Intel traverse une période tumultueuse marquée par des échecs significatifs sur le marché des consoles. Malgré des efforts pour remédier à sa situation et concurrencer AMD, l’entreprise n’a pas réussi à décrocher un contrat clé avec Sony pour la PlayStation 6. Reveillons les enjeux et conséquences de ces événements.
La vue d’ensemble : Les activités de fabrication et de processeurs d’Intel ont récemment été confrontées à de fortes difficultés. L’entreprise a tenté de renforcer ses sources de revenus il y a deux ans en mettant fin à la domination quasi totale d’AMD sur le lucratif secteur des consoles de jeux. Au final, Intel a peut-être perdu un contrat valant des dizaines de milliards de dollars.
Des sources anonymes ont révélé qu’Intel avait tenté sans succès il y a deux ans de concevoir et de fabriquer les puces de la PlayStation 6 de Sony. Sans surprise, Sony utilisera pour la troisième fois consécutive un processeur conçu par AMD avec des semi-conducteurs de TSMC.
Selon Reuters, Sony a initialement manifesté son intérêt pour l’utilisation de l’un des nœuds de processus d’Intel pour la PlayStation 6 après l’annonce en 2021 des plans pour une nouvelle usine lancée en février. Intel a donc commencé à négocier avec Sony sur la conception d’une puce de nouvelle génération l’année suivante.

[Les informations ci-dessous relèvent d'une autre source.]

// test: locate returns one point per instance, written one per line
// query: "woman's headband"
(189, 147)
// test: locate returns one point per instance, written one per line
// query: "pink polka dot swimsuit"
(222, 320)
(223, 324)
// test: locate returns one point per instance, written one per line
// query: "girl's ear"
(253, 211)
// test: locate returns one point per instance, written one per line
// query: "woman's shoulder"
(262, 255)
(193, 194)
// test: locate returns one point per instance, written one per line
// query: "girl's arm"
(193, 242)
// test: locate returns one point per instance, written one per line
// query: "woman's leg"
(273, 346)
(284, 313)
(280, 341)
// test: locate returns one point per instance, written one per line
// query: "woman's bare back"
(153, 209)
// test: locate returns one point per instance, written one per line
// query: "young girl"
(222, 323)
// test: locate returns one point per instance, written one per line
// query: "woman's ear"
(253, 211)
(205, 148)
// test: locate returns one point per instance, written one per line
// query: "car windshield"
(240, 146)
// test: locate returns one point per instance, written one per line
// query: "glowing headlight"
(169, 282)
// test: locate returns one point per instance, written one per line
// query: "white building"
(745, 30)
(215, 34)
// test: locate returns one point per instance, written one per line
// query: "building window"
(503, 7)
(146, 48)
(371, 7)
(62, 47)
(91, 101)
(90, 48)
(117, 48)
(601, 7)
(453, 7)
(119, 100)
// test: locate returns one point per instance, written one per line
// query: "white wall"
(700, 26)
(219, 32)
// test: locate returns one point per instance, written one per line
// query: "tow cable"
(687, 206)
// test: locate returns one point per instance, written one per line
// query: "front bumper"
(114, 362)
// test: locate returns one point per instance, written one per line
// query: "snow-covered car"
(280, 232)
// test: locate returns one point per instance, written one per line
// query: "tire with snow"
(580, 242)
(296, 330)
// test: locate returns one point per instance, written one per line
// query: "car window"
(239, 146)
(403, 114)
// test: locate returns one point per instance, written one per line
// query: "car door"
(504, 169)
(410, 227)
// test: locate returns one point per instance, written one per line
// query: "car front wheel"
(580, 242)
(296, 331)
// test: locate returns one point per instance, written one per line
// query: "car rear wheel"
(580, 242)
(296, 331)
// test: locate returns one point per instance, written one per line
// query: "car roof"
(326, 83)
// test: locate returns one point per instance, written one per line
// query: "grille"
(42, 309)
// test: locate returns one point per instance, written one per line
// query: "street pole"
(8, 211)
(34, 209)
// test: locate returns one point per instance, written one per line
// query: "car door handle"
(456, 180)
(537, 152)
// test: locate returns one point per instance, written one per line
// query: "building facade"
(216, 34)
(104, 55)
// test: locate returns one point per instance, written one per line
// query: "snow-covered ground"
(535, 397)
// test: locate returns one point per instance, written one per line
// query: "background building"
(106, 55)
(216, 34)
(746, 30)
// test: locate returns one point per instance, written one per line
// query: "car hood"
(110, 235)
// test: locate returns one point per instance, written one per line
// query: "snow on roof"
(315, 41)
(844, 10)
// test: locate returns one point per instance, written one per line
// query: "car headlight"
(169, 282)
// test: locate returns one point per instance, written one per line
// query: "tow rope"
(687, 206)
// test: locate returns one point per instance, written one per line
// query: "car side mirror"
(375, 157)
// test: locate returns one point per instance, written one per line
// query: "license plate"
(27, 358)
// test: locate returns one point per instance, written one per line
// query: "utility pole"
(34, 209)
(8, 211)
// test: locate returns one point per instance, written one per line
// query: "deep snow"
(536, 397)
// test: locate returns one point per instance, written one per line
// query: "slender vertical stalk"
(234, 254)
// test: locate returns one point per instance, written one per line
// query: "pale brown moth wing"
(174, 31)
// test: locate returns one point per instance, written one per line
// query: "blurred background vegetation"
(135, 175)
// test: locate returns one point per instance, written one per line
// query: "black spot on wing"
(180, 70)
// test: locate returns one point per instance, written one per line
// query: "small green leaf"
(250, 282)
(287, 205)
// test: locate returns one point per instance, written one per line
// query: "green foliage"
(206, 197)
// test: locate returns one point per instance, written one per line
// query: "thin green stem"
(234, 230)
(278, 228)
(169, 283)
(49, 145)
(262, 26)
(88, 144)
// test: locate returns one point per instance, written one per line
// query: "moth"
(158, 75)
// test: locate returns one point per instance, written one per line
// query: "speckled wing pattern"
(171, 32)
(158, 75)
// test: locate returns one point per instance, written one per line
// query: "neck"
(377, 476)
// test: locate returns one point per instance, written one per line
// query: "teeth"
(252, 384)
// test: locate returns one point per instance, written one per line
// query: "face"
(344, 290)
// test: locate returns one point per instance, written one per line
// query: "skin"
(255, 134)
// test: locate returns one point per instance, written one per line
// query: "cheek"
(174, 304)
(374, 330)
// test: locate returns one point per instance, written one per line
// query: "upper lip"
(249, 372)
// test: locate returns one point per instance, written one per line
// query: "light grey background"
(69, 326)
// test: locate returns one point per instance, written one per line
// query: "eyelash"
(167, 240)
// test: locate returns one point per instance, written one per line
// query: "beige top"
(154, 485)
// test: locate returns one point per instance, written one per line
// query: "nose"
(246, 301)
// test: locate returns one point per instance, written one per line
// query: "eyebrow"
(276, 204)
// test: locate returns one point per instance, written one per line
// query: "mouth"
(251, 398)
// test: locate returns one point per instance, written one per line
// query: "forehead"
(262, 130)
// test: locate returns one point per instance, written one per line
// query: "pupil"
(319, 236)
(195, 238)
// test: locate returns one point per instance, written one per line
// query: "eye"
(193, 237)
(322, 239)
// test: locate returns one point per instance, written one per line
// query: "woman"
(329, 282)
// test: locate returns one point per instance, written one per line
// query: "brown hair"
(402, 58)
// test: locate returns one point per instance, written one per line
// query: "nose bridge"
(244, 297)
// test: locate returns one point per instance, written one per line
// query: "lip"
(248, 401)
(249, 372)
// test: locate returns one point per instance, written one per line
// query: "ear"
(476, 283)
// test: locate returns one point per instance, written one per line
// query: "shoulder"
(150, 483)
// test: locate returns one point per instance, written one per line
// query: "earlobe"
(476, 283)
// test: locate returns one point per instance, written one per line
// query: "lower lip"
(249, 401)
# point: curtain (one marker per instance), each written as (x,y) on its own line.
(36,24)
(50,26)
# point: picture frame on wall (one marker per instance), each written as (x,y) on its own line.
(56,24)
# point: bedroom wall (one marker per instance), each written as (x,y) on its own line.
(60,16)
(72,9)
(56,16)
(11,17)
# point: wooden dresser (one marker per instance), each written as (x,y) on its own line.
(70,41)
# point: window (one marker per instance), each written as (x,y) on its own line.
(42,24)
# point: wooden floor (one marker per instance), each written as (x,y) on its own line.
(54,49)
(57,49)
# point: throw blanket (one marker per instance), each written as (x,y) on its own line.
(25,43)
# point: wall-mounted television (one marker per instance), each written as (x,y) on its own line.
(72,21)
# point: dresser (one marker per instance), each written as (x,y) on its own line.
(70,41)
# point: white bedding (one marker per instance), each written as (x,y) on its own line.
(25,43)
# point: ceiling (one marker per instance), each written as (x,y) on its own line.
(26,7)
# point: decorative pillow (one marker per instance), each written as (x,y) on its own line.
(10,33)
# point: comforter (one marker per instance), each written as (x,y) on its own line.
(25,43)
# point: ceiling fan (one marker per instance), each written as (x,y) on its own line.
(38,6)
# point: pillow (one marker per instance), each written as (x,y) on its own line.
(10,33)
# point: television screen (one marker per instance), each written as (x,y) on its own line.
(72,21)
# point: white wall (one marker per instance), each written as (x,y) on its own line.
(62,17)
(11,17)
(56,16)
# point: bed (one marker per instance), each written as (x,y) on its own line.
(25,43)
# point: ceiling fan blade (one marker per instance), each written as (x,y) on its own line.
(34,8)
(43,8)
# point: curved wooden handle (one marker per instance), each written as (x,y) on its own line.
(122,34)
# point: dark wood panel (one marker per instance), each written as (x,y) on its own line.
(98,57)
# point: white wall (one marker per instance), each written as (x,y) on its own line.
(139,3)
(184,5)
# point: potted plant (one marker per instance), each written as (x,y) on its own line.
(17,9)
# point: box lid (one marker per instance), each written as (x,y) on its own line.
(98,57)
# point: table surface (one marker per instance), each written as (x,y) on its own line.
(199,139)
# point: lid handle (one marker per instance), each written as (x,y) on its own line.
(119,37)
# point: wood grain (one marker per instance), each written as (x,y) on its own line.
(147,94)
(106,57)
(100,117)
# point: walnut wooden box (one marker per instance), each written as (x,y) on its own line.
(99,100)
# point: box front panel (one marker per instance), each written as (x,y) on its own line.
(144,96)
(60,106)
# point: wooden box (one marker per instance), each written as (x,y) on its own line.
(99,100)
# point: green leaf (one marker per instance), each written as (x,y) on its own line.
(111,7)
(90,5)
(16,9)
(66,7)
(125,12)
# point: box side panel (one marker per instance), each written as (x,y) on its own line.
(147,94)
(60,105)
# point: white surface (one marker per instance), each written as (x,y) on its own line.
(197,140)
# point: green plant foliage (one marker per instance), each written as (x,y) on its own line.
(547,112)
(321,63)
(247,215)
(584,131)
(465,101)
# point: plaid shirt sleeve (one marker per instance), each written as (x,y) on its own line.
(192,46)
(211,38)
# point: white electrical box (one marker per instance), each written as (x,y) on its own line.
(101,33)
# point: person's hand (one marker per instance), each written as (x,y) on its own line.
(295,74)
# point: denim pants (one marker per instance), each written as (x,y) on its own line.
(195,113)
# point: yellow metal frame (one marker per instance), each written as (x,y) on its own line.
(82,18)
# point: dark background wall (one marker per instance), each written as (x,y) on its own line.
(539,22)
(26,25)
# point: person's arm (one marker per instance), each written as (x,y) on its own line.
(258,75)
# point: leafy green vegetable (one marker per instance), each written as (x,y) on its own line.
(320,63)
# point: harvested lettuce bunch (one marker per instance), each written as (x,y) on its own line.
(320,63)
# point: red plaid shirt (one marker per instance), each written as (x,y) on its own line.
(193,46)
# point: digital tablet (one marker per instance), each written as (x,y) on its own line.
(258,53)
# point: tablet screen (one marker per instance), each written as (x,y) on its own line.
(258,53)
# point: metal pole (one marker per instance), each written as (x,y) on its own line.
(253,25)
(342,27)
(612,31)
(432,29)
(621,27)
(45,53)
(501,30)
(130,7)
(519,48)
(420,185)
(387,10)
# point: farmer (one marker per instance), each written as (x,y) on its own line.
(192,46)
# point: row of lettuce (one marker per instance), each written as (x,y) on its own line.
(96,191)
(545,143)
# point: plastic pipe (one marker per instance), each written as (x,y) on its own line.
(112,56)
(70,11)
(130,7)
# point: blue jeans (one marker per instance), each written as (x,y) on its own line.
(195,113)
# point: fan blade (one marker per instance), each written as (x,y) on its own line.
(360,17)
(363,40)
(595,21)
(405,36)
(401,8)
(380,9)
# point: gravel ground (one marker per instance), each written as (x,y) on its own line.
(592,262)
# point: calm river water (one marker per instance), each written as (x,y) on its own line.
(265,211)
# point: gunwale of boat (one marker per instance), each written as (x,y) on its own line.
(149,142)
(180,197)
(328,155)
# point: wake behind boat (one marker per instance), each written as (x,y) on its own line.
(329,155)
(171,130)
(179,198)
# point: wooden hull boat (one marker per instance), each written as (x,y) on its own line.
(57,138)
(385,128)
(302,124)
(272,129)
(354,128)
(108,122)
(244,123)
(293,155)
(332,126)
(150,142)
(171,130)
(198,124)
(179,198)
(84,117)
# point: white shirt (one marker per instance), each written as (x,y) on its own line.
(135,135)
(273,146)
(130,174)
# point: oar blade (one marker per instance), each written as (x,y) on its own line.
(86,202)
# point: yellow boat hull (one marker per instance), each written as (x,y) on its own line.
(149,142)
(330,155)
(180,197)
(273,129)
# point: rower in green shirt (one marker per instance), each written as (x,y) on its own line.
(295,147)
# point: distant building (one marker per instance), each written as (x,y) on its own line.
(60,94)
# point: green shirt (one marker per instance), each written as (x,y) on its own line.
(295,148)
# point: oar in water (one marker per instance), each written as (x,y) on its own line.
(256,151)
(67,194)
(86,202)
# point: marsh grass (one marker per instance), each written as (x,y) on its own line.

Les réunions entre les PDG, les cadres et les ingénieurs des deux sociétés ont duré des mois, ce qui indique que Sony aurait pu sérieusement envisager la proposition d’Intel. Cependant, les deux parties n’ont pas pu s’entendre sur les marges bénéficiaires pour chaque puce vendue. Au final, AMD, partenaire de longue date de PlayStation et de Xbox, a surenchéri sur Intel et Broadcom.
La rétrocompatibilité était une autre préoccupation majeure. Concevoir les consoles PlayStation 5 et Xbox Series pour prendre en charge les jeux des anciennes PlayStation 4 et Xbox One était relativement simple, car les deux générations utilisaient du hardware AMD x86. Cependant, rendre un processeur Intel rétrocompatible avec les logiciels existants aurait été beaucoup plus coûteux, mais pas impossible.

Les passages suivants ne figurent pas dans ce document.